VPA increases CDKN1A and TP53 while reducing MYC in MB-derived neurospheres. (A) Relative mRNA levels of CDKN1A and MYC in the D283- and Daoy-derived MB neurospheres were verified using RT-qPCR. (B) Relative mRNA levels of TP53 in the D283-derived MB neurospheres were verified using RT-qPCR. (C) ChIP-qPCR for H3K9ac occupancy of the promoter region of TP53 in the D283-derived neurospheres.
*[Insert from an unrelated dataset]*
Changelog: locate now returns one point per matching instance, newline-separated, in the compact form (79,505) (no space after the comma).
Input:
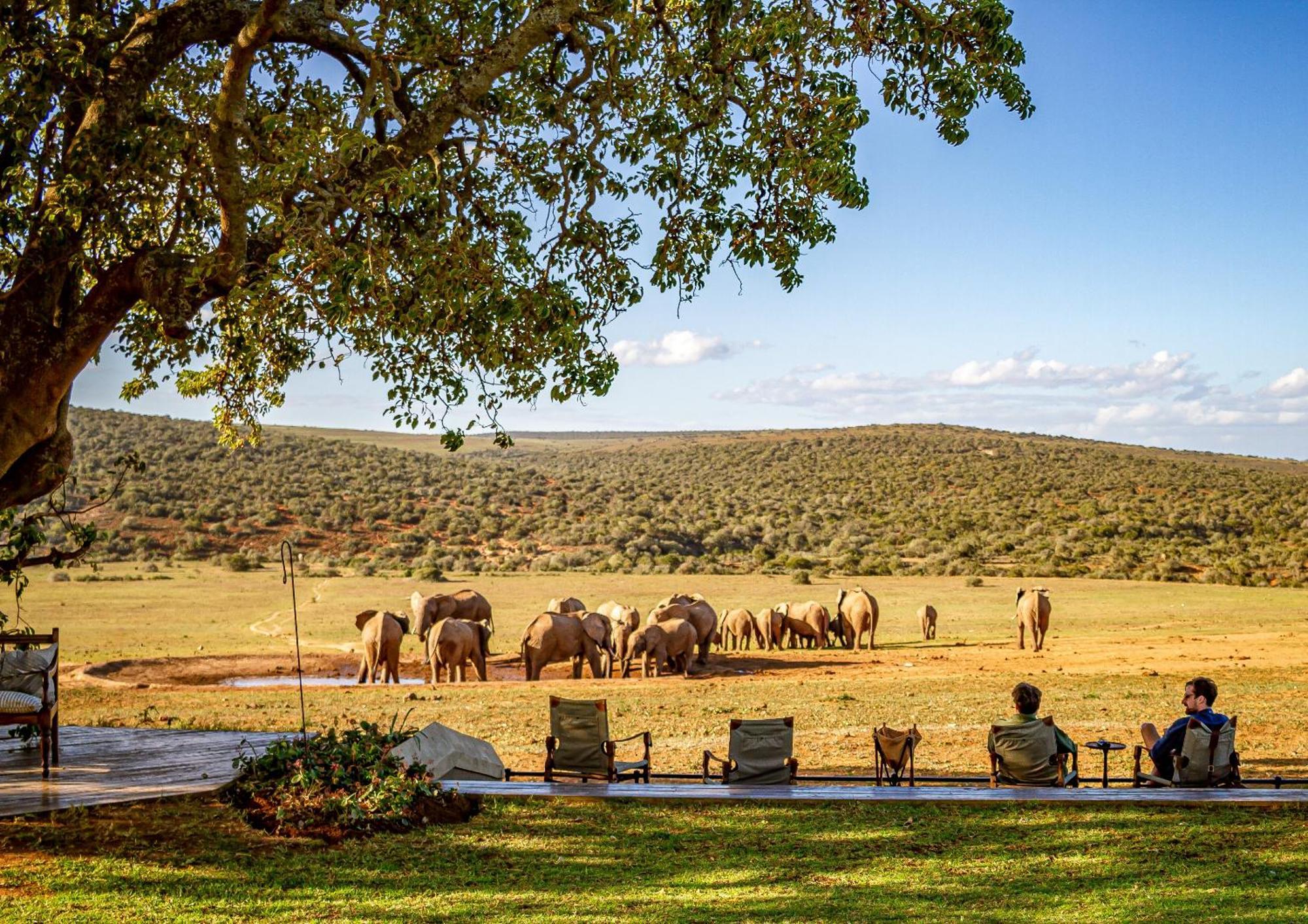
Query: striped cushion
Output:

Experiments were conducted using the IC₅₀ concentration (2.3 mM for D283 and 2.2 mM for Daoy) of VPA for 48 h. Results are the mean ± SD of three independent experiments; * p < 0.05, ** p < 0.01, and **** p < 0.0001 compared to the controls. For the ChIP results * p < 0.05 and ** p < 0.01 comparing the VPA-treated cells versus the controls immunoprecipitated with anti-IgG or anti-H3K9ac; # p < 0.05 comparing the samples immunoprecipitated with the same antibody (IgG versus H3K9ac) between the VPA-treated and control groups.

Figure 5

VPA effects on features of neuronal differentiation in MB cells. (A) Representative images of morphological changes in the VPA-treated and control D283 and Daoy MB cells. (B) Relative mRNA levels of TUBB3 and ENO2 in the MB cells were verified using RT-qPCR. (C) Immunofluorescence assay against neuronal differentiation marker protein beta III tubulin and nuclei marker (DAPI). (D) Relative mRNA levels of TUBB3 and ENO2 in the VPA-treated and control neurospheres derived from either D283 or Daoy cells were measured using RT-qPCR. (E) Immunofluorescence assay against neuronal differentiation marker beta III tubulin and nuclei marker (DAPI) in the VPA-treated and control neurospheres. The IC₅₀ concentration of VPA (2.3 mM for D283 and 2.2 mM for Daoy) was used for treatment. Cells were exposed to VPA for 48 h. Fluorescent images were taken with an inverted microscope with a magnification of 10× (monolayer) or 20× (neurospheres). Results are the mean ± SD of three independent experiments; ** p < 0.01, *** p < 0.001, and **** p < 0.0001 compared to the controls.

Figure 6

Schematic model highlighting selected aspects of VPA-induced molecular and functional effects in MB. Exposure to VPA leads to a reduction in MB cell cycle arrest and differentiation in the MB monolayer and neurospheres. VPA can increase TP53 while reducing MYC expression, potentially inhibiting stemness and promoting features of differentiation.